Must Be British is a drive to get British-grown food on menus across the UK during the 2012 games. This could keep millions of pounds in the national economy, according to How it Should be (HiSbe), the Brighton-based social enterprise behind the initiative.
HiSbe founders Ruth and Amy Anslow, who launched the venture in April 2011, believe everyone has the right to healthy, sustainable and affordable food, and point out that British growers adhere to some of the strictest quality standards in Europe.
The London 2012 Olympics is expected to bring in over 300,000 extra tourists to the UK, which Ruth believes will present cafes, pubs and restaurants with an opportunity to show off the best of what Britain has to offer.
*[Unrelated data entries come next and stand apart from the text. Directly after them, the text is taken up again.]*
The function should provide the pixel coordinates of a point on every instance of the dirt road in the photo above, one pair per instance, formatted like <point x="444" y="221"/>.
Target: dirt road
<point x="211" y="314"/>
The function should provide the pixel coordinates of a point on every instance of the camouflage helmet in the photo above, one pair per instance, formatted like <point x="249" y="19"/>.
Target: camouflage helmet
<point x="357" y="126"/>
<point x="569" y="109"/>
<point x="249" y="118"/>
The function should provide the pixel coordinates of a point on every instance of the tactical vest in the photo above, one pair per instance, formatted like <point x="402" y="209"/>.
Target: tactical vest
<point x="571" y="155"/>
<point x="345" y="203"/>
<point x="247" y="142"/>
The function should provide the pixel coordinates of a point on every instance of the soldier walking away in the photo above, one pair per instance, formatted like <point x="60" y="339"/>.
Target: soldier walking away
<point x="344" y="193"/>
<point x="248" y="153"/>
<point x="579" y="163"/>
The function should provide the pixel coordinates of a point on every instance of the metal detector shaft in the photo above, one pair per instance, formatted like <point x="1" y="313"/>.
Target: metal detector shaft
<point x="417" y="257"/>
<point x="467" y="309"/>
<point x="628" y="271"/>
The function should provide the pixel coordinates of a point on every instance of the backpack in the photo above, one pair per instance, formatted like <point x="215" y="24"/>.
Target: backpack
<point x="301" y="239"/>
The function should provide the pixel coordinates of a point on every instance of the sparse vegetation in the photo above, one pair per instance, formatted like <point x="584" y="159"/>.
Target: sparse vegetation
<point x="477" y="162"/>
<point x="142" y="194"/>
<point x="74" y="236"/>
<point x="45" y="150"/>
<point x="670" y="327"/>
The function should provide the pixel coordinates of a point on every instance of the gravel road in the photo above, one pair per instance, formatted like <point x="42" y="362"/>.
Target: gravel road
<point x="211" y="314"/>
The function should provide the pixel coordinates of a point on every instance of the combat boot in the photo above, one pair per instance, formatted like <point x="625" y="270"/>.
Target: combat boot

She said: “With the eyes of the world squarely on London, this is the biggest peacetime feeding mission the UK has ever had!”
Must Be British also aims to expose the flaws in the current food industry, which campaigners claim is dominated by huge companies and retailers whose methods of working harm our health and communities through poor animal welfare, unfair treatment of producers in the UK and abroad, massive amounts of food waste and damage to the environment.
“We need a fairer, sustainable food system for the 21st century that puts people before profit,” said Ruth, “Making the most of British and local food production is a key part of this.”
Hundreds of people have pledged their support for Must be British on hiSbe’s website, which also includes a blog on food sustainability. Social networking is helping to grow the campaign’s momentum. “Our Twitter hashtag, #MustBeBritish is being picked up by farmers and foodies in support of local and seasonal British food,” said Ruth.
HiSbe hopes that long-term, the campaign will show the UK food industry that the demand for home-grown food exists and that dependency on imports from other countries can be reduced.
“We want to contribute to creating a Great British food legacy for the Olympics, but also increase awareness and demand for British food that continues well after the games are over,” Ruth explained.